Na verdade, Tarnov é “melhor” ainda que Nestripke. A antiga concepção de Marx dizia: “Luta, e obterás o teu”. A nova concepção, diz: “Não lutes; espera e alcançarás muito mais”; finalmente, para fechar com chave de ouro mais uma citação de Tarnov, tirada de seu livro “Para Que Ser Pobre?”;

“A pobreza não é uma necessidade econômica. É uma enfermidade social, cuja possibilidade de cura ainda está indubitavelmente dentro dos marcos da economia capitalista.”

Efetivamente, para que ser pobre, quando se pode passar ao campo da burguesia e acomodar-se no banquete? O livro de Tarnov e seu conteúdo fazem recordar as propagandas americanas, “para que ter calos?”, onde se explica aos respeitáveis leitores tratar-se de doença curável por 50 cêntimos, “dentro dos marcos do regime capitalista”. Teóricos “calistas”, como Tarnov, formigam na Central Sindical Alemã reformista.

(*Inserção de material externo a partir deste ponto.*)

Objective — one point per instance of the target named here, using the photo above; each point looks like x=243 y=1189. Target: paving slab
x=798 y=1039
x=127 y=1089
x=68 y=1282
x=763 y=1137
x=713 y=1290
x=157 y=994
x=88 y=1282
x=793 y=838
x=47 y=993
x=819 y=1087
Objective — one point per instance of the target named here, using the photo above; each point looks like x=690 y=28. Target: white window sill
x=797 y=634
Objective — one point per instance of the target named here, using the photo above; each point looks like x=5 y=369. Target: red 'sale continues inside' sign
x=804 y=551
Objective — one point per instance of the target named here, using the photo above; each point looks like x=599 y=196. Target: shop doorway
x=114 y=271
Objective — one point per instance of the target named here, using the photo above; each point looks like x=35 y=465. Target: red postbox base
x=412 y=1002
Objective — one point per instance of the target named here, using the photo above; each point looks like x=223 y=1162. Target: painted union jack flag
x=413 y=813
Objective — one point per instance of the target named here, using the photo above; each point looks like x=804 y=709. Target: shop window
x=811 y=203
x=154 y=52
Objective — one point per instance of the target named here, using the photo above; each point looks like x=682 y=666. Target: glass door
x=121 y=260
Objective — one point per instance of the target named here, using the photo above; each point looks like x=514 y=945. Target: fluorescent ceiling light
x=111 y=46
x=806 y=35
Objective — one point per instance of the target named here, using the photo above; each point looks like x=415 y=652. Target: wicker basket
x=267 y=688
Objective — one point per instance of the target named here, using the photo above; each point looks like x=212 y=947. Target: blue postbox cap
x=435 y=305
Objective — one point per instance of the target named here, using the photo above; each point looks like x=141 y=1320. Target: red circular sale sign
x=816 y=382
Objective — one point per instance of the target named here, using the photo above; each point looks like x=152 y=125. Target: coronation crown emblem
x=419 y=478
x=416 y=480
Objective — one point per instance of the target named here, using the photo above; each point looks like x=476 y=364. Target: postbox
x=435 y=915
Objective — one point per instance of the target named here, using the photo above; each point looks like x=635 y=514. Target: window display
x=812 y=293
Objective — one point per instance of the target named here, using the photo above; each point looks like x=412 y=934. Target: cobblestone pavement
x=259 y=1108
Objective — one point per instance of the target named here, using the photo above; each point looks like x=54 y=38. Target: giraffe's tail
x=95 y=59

Solucionaram satisfatoriamente, para eles, a questão da pobreza...

Circula nos meios burocráticos sindicais reformistas da Alemanha, uma anedota relatada pelo professor Eric Nelting, recebida entre gargalhadas pelos assistentes do Congresso dos trabalhadores de madeira da Alemanha:

“O economista sueco Swen Hollander veio certa vez à Alemanha com intenção de visitar, em Treves, a casa onde nasceu Karl Marx. Com grande assombro seu, ninguém soube informar-lhe onde se encontrava a casa. Vagando pelas ruas, viu um edifício que ostentava uma bandeira rubra, e pensou que, seguramente, esta deveria ser a casa onde nasceu Marx. Sua suspeita foi confirmada por uma inscrição, que dizia: “Casa dos sindicatos de Treves.” Quando entrou, um dos empregados explicou-lhe que Marx não havia nascido ali: aquela era a Casa dos sindicatos. A casa onde Marx nasceu é demasiado pequena para os sindicatos; porém está localizada na vizinhança.”

Depois de contar esta “interessante” anedota, o professor Nelting comentou-a da seguinte maneira:

“Esta anedota caracteriza magistralmente a estreita vizinhança em que ainda hoje se encontram os sindicatos, em face da doutrina de Marx. Por outro lado, a anedota demonstra que os sindicatos viram-se na necessidade de adiantar-se a Marx. Entre o capitalismo e o socialismo, há uma etapa transitória, que, a meu juízo, se caracteriza por três fases: sob o ponto de vista político, governos de coalisão; sob o ponto de vista jurídico, direito proletário; sob o ponto de vista econômico, democracia fabril e econômica... Os sindicatos supõem, logicamente, em todos os seus atos, que o capitalismo possui tabiques elásticos, e que, nas condições do capitalismo, oculta-se a possibilidade de um melhoramento e de uma ascensão substanciais.”(4)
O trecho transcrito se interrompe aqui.